To do this, I extended Wss4jSecurityInterceptor and overrode the secureMessage() method, this method is called everytime the message needs to be secured.


public class Wss4jSecurityInterceptorWithNClients extends
 Wss4jSecurityInterceptor {

 protected void secureMessage(SoapMessage soapMessage,
   MessageContext messageContext) throws WsSecuritySecurementException {

  SoapMessage request = (SoapMessage) messageContext.getRequest();  
  SoapHeader header = request.getSoapHeader();


  // Determine the key alias of the key of the from user.
  // How you do this is dependant on your implementation
  // I got the WS-A From address and did a lookup from a properties file.
  .
  .
  .

  setSecurementEncryptionUser( _FROM_ALIAS_ );

  try
  {
   super.secureMessage(soapMessage, messageContext);
  }
  catch(Exception e)
  {
   .
   .
   .
  }

  // Reset it, in case the next request doesn't specify a from address.
  setSecurementEncryptionUser("");
 }
}

It’s important to make sure that the scope of Wss4jSecurityInterceptorWithNClients is set to Request, because this method is not thread safe.

Next, I changed ActionInterceptorImpl to use Wss4jSecurityInterceptorWithNClients instead of Wss4jSecurityInterceptor.

There were two other issues I noticed: The Interceptor will verify all signatures in the request, but I couldn’t find a way for it to ensure/enforce particular fields were signed.
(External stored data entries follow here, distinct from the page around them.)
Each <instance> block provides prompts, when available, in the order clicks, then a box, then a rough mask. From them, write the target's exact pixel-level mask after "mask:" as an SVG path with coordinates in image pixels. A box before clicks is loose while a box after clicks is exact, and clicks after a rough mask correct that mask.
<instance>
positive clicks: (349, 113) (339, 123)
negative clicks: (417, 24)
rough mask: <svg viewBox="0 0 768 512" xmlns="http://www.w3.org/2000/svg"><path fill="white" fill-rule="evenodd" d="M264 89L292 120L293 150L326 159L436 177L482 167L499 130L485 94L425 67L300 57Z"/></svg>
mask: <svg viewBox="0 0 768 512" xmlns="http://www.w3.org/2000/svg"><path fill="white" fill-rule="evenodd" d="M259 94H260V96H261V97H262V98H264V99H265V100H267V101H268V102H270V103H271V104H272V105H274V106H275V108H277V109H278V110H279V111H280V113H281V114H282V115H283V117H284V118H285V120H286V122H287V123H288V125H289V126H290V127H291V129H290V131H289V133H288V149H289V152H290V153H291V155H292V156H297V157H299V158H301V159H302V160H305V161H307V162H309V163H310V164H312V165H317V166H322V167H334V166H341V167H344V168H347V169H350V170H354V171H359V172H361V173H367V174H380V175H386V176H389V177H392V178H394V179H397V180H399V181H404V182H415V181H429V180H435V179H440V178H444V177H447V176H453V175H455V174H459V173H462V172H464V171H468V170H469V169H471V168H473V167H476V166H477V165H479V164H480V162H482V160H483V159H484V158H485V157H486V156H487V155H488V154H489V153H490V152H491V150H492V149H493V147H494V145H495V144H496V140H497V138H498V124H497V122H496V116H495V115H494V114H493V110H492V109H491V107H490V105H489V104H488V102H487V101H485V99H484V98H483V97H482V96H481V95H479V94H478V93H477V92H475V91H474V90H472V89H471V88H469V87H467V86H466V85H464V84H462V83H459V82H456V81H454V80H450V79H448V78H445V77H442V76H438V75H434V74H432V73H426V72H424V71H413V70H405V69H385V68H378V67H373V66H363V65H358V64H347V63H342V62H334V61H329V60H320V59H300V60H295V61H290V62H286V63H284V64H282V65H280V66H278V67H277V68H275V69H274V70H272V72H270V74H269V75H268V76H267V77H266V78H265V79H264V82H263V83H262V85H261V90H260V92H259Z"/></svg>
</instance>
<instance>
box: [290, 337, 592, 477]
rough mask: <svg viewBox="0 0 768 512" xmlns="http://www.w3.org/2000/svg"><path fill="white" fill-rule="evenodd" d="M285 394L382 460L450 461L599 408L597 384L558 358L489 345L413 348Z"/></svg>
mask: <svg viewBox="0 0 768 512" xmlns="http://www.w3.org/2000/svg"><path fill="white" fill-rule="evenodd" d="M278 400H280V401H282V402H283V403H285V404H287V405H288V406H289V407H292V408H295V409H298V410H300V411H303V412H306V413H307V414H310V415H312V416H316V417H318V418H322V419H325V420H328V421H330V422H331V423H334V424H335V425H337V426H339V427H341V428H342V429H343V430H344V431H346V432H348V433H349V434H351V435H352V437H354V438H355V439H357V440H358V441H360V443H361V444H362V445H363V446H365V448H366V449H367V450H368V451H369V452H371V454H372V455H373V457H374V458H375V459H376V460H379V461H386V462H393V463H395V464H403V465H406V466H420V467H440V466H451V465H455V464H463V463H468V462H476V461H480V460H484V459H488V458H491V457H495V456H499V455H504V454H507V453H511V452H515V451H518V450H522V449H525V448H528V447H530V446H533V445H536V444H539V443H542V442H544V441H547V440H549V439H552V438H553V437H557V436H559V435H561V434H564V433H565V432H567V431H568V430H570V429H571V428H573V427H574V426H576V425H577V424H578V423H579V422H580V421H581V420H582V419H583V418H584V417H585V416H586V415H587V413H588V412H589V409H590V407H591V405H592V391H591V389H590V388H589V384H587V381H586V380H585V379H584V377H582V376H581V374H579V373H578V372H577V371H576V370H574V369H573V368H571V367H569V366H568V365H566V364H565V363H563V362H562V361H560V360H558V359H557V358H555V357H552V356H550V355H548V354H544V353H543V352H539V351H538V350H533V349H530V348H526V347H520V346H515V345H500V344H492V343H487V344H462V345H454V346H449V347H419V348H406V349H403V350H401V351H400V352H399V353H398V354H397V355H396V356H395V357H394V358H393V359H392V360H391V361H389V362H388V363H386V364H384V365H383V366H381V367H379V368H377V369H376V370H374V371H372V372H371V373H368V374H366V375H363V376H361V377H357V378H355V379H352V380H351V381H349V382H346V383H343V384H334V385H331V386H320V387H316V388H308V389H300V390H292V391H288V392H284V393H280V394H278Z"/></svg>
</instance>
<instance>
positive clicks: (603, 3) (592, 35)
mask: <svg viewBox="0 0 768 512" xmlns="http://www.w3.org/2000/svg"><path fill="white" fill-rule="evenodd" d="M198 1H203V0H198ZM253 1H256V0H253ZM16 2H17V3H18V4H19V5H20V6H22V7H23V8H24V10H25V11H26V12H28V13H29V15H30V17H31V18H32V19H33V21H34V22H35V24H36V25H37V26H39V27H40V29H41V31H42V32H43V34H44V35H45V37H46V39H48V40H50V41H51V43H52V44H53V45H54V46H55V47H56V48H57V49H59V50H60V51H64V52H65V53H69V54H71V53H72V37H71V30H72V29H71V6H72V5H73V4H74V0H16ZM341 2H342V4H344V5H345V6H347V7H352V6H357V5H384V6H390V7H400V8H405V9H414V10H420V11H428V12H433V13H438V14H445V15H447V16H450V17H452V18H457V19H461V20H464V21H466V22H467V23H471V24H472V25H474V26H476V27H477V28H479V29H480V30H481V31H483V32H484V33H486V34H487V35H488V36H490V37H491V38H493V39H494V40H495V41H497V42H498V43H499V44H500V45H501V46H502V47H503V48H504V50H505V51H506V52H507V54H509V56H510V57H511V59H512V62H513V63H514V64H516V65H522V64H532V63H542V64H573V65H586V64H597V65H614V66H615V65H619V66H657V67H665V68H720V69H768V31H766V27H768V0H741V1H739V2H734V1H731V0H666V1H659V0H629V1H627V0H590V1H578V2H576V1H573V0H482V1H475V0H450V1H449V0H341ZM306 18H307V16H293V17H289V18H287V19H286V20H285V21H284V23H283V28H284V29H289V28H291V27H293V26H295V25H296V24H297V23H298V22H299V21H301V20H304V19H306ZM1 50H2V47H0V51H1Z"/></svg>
In the end I checked that the fields which required signatures has them by examining their attributes. If the WS-A ReplyTo field was set to something invalid in the request, it caused an exception which broke the interceptor chain and resulted in unsecured responses being set. As a quick work around I removed any ReplyTo entry as I didn’t require it.